Sometimes you do the best when you’re trying the least.
Maybe you hurl the basketball desperately towards the basket from half-court at the buzzer and make it.
Maybe you find one night that your hair looks awesome just as you’re about to go to bed and bemoan the fact that no one gets to see how good you look.
Maybe you snap a picture of your little niece at the beach and notice later that in the background of the photo you have captured a shot of a centaur sunning himself.
Maybe you make a last-ditch effort to add a healthy component to your meal by using up the random assortment of vegetables that happen to be in your fridge.
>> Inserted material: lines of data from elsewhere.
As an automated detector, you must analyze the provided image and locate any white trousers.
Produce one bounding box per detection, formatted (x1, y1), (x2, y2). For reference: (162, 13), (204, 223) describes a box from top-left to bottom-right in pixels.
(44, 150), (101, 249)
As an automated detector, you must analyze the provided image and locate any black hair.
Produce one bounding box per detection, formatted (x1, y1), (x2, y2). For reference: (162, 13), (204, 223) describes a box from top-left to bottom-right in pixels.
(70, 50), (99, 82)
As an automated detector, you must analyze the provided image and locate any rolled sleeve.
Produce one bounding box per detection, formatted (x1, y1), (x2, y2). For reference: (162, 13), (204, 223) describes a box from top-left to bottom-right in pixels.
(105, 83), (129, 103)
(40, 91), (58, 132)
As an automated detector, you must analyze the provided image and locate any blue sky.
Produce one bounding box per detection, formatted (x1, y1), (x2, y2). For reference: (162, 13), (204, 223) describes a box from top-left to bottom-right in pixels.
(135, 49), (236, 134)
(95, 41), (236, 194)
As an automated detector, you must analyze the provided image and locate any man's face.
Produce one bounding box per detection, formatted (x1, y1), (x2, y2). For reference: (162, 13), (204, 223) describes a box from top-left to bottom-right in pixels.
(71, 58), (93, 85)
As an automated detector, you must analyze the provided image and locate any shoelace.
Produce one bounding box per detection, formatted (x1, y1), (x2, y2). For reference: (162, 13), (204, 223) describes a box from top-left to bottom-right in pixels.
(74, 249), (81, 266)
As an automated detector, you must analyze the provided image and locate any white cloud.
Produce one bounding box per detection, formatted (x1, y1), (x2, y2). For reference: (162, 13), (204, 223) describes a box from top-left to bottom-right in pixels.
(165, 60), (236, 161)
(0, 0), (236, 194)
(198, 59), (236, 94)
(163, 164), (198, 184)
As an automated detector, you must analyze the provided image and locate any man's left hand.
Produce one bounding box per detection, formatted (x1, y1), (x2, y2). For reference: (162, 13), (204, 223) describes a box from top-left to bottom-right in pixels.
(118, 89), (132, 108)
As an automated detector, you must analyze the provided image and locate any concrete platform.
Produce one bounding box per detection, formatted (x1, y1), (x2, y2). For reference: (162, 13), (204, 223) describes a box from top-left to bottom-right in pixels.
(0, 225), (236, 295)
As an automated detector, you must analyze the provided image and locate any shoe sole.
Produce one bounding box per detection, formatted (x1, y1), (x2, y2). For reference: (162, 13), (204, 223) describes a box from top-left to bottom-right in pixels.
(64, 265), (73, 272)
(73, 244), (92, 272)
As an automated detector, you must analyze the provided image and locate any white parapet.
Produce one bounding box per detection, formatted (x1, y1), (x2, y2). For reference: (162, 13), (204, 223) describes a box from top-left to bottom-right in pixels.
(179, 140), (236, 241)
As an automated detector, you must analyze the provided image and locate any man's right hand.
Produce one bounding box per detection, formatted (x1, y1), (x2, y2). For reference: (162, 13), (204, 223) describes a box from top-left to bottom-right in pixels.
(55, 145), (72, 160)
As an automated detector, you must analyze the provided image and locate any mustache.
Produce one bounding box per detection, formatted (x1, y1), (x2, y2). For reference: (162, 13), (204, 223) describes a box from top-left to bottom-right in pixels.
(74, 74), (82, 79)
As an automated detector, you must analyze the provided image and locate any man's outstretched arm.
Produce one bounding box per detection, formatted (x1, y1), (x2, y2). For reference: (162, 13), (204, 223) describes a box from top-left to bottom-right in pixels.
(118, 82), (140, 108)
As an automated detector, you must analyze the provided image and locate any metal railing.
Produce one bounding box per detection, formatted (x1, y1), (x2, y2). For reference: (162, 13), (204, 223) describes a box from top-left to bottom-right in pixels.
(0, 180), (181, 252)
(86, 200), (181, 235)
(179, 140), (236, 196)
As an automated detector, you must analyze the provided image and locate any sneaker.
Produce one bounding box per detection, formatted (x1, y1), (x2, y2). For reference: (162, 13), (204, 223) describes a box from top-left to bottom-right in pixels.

You grab a half-used cucumber, tomato, and avocado and slice them up. You wonder why you happen to have all these half-used vegetables, I mean, why can’t you ever use a vegetable all at once? You find the answer to this question when you throw some dressing ingredients onto the vegetables and toss it all up, then take a bite and discover that you’ve just made magic.
Oh, and that last one about the vegetables happened to me. I know. You totally thought I was making up that crazy little scenario.
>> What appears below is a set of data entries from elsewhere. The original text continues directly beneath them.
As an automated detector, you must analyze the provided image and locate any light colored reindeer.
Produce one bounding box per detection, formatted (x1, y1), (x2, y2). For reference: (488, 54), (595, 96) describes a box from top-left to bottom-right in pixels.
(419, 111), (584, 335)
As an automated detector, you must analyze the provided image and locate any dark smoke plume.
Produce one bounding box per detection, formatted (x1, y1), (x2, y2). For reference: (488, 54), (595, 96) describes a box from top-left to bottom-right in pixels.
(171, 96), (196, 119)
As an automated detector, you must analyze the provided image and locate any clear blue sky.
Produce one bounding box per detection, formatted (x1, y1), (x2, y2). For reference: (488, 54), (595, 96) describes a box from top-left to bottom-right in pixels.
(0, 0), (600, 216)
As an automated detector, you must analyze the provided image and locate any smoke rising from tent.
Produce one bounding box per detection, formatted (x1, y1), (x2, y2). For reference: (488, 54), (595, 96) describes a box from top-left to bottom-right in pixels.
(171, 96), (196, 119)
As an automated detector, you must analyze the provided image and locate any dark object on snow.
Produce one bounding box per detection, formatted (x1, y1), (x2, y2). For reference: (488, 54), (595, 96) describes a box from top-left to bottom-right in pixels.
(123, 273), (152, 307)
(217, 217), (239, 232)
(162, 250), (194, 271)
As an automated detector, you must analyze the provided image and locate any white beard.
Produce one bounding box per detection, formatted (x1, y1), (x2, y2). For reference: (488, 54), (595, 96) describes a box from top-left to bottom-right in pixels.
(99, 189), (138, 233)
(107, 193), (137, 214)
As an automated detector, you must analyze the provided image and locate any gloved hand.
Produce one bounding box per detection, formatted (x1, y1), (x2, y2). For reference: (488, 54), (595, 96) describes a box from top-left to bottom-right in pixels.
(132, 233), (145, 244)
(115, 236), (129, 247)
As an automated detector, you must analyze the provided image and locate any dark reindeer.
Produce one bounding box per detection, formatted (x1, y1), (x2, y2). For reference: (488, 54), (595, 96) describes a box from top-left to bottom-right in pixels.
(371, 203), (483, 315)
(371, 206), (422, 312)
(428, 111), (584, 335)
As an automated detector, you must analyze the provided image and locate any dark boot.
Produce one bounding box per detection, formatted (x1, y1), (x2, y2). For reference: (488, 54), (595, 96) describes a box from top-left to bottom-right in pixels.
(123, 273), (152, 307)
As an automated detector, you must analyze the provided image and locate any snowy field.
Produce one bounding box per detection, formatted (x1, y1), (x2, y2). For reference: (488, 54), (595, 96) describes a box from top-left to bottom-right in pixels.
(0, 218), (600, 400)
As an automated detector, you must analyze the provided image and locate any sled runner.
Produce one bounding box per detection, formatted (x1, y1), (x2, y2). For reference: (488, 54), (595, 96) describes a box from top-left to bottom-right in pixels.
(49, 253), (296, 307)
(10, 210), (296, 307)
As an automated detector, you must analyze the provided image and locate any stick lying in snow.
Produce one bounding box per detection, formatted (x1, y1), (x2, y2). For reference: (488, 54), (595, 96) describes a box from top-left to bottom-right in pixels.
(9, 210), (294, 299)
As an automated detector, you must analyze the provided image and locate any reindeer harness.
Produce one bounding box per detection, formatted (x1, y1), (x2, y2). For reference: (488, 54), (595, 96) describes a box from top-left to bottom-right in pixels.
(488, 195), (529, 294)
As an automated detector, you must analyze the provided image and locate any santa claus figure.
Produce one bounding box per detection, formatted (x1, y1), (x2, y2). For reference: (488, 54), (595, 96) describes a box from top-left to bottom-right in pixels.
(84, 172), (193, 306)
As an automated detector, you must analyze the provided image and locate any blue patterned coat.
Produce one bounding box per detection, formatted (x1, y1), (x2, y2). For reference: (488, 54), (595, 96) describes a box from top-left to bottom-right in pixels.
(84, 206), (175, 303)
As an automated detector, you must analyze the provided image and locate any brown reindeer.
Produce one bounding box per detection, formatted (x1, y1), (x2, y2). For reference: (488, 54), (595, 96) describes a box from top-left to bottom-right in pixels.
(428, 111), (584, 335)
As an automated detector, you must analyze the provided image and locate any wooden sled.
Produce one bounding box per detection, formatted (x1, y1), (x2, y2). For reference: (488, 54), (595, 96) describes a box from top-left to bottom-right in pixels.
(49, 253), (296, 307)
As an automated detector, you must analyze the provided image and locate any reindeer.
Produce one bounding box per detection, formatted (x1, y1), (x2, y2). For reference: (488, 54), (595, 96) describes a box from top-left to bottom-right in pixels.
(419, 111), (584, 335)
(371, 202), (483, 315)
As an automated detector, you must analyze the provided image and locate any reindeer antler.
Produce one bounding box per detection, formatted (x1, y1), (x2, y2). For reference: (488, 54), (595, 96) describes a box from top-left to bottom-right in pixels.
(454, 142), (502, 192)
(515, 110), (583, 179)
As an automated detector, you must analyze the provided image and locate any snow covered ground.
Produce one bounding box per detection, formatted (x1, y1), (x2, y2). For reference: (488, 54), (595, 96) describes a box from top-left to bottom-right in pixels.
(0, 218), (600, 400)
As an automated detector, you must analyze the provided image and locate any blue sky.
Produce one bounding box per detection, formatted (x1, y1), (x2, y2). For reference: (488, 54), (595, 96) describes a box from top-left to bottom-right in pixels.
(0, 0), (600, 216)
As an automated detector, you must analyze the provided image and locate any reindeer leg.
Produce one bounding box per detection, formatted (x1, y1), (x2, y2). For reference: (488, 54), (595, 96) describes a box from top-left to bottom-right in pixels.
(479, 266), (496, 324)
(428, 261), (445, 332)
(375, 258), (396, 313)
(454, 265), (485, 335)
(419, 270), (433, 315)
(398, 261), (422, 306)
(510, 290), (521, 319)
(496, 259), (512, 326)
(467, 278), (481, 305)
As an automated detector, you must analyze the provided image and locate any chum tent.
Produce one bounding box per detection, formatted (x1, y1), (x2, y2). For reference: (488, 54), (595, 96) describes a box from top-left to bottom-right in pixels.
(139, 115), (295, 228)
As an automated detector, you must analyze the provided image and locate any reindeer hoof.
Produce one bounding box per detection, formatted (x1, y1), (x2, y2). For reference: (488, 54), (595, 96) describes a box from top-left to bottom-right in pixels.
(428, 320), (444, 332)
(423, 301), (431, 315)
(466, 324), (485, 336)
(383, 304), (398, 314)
This salad was a happy accident that will now be part of our regular rotation. We fell hard for it. There’s a good chance that my husband would’ve drunk the remaining dressing with a straw if I’d given him one.
Why should you try it? It’s perfect for summer. It’s easy and light and refreshing. The depth of flavor from the dressing is the perfect accompaniment to the delicate flavors of the vegetables without overwhelming them. And with Memorial Day coming up, I think it’d suffice to say that this salad would do any picnic good.
(Also, I haven’t tried this option yet so don’t quote me on it, but I imagine that adding some feta to this could be rather sensational.)
- ½ Cucumber, peeled and sliced, with the slices then cut in half
- ½ Tomato, coarsely chopped
- ½ Avocado, coarsely chopped
- 1 T. olive oil (I use lemon-infused)
- 1 T. red wine vinegar
- ½ T. sugar
- 1 tsp. lemon pepper
- ½ tsp kosher salt
- Pinch of freshly ground black pepper
- Add cucumber and tomato to a bowl and sprinkle with all of the ingredients except the avocado. Toss well to coat. Adjust seasonings to taste, if desired. Add avocado and toss gently. Serves 2.